Compare this to the output when unique RDs are set, meaning that the alternate path is already learned throughout the network but is simply not selected by the ingress PE:


 
CE2#ping 1.1.1.1 repeat 100000

Type escape sequence to abort.
Sending 100000, 100-byte ICMP Echos to 1.1.1.1, timeout is 2 seconds:
!!!!!!!!!!!!!!!!!!!!!!!!!!!!!!!!!!!!!!!!!!.......!!!!!!!!!!!!!!!!!!!!!
!!!!!!!!!!!!!!!!!!!!!!!!!!!!!!!!!!!!!!!!!!!!!!!!!!!!!!!!!!!!!!!!!!!!.
Success rate is 94 percent (131/139), round-trip min/avg/max = 5/9/16 ms
CE2#

As you can see, the failover is much faster, around 10-15s, and there are no unreachables as the PE always has a route in its table (even if it is a stale one for a while).

Super Fast Failover


This can be improved further by using label per VRF mode in addition to unique RDs. Without going into too much detail, the standard mode for Cisco IOS is to generate a label per prefix. The LFIB of the generating PE will have an entry saying "if I receive label X, I will stick encap Y on it and throw it out of interface Z". This can be changed as follows:

PE2(config)#mpls label mode vrf A protocol bgp-vpnv4 per-vrf 

In label per VRF mode, the same label is advertised for all prefixes advertised from within a particular VRF - the corresponding LFIB entry essentially says "rip off the label and route the packet that follows". When in label per VRF mode, we don't wait for any BGP updates at all because the egress PE where the primary link just failed can instantly use the standby route, which it already knows thanks to the unique RDs. Traffic gets U-turned back into the MPLS network while the BGP convergence occurs, but the traffic at least arrives:



Traffic temporarily hops via the primary PE into the secondary, restoring connectivity while BGP takes its sweet time to converge.
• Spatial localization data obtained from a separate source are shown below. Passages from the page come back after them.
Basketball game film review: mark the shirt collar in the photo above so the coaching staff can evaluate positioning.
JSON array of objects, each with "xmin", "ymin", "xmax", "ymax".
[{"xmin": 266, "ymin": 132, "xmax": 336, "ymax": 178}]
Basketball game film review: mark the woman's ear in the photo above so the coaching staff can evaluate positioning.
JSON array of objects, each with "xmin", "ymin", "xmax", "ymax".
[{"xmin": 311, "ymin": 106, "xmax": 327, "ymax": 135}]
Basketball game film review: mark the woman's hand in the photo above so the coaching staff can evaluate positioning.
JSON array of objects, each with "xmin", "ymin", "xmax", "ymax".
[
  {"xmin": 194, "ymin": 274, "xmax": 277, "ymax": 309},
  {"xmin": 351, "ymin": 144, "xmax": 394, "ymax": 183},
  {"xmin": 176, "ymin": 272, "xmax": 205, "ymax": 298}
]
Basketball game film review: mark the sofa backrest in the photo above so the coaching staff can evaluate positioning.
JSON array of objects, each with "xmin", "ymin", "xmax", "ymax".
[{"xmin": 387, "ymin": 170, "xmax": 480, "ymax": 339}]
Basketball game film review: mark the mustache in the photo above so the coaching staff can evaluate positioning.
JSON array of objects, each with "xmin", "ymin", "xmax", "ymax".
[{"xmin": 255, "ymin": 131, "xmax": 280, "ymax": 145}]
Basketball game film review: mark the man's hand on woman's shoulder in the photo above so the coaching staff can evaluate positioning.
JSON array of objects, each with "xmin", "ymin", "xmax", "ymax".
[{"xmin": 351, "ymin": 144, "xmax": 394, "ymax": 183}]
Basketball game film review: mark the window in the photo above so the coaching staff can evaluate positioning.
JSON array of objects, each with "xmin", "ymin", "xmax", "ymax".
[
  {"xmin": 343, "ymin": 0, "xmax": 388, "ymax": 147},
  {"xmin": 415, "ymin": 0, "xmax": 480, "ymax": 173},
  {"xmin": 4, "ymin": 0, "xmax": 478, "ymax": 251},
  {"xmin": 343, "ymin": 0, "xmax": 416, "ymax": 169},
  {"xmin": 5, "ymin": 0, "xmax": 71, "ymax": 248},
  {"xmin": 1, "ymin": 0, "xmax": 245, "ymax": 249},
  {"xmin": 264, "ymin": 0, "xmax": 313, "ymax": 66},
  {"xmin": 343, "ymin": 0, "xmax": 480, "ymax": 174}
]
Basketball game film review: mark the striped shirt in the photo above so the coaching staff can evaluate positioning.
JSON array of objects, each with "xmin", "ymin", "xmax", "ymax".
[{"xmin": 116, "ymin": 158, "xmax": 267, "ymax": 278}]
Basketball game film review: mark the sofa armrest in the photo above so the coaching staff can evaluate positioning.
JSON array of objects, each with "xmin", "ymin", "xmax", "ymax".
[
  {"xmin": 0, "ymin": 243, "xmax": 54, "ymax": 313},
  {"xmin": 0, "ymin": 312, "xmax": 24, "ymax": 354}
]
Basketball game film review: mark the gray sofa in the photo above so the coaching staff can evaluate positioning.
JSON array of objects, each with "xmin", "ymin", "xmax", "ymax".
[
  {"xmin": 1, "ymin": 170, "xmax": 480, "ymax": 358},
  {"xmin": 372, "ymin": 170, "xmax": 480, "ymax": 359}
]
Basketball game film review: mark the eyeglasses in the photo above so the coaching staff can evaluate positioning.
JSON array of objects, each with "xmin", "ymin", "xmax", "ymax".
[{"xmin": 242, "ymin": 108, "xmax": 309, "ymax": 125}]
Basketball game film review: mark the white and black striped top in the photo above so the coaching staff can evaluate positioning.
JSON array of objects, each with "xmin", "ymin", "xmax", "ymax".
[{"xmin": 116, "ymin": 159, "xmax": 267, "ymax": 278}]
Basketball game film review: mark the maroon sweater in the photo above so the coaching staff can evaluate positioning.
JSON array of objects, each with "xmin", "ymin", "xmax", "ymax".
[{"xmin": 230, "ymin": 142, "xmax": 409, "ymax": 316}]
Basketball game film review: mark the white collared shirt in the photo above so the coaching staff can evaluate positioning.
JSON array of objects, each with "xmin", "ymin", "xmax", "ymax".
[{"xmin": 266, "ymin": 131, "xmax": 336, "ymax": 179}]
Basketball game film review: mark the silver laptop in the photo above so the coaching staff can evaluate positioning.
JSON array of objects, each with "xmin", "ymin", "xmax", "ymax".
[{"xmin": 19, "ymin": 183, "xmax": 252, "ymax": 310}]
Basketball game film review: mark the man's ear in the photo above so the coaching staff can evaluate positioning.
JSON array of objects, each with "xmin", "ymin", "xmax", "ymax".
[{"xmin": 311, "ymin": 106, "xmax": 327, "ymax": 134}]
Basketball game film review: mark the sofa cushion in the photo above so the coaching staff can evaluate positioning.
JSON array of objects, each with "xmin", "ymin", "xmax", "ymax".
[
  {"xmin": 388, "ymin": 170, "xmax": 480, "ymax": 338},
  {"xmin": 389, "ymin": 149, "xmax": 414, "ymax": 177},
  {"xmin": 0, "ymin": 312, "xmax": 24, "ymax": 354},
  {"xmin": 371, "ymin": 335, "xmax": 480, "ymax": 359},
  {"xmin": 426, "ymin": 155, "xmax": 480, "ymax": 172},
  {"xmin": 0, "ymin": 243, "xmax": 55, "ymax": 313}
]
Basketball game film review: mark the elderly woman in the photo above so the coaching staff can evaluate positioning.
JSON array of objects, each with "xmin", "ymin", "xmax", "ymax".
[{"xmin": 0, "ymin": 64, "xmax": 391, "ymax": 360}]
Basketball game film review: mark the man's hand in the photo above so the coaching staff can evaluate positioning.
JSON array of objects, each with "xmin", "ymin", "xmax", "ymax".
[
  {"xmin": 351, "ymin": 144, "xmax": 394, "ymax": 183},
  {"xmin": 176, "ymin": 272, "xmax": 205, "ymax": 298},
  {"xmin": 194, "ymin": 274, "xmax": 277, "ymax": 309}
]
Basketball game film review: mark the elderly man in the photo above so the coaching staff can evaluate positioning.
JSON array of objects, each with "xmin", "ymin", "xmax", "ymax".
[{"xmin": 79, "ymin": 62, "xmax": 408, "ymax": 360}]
Once the routing updates have propagated, traffic will go directly to the secondary PE. Failover times here are much more impressive:

CE2#ping 1.1.1.1 repeat 100000

Type escape sequence to abort.
Sending 100000, 100-byte ICMP Echos to 1.1.1.1, timeout is 2 seconds:
!!!!!!!!!!!!!!!!!!!!!!!!!!!!!!!!!!!!!!!!!!!!!!!!!!!!!!!!!!!!!!!!!!!!!!
!!!!!!!!!!!!!!!!!!!!!!!!!!!!!!!!!!!!!.!!!!!!!!!!!!!!!!!!!!!!!!!!!!!!!!
!!!!!!!!!!!!!!!!!!!!!!!!!!!!!!!!!!!!!!!!!!!!!!!!!!!!!!!!!!!!!
Success rate is 99 percent (200/201), round-trip min/avg/max = 5/7/12 ms
CE2#

One ping lost / two seconds to fail over. Much better, and only possible with unique RDs!

Using unique RDs allows for much faster failover times, due to decreased numbers of BGP updates being required to converge following failures. This is particularly true when using label per VRF mode, since egress PEs can U-turn traffic without waiting for any BGP convergence at all.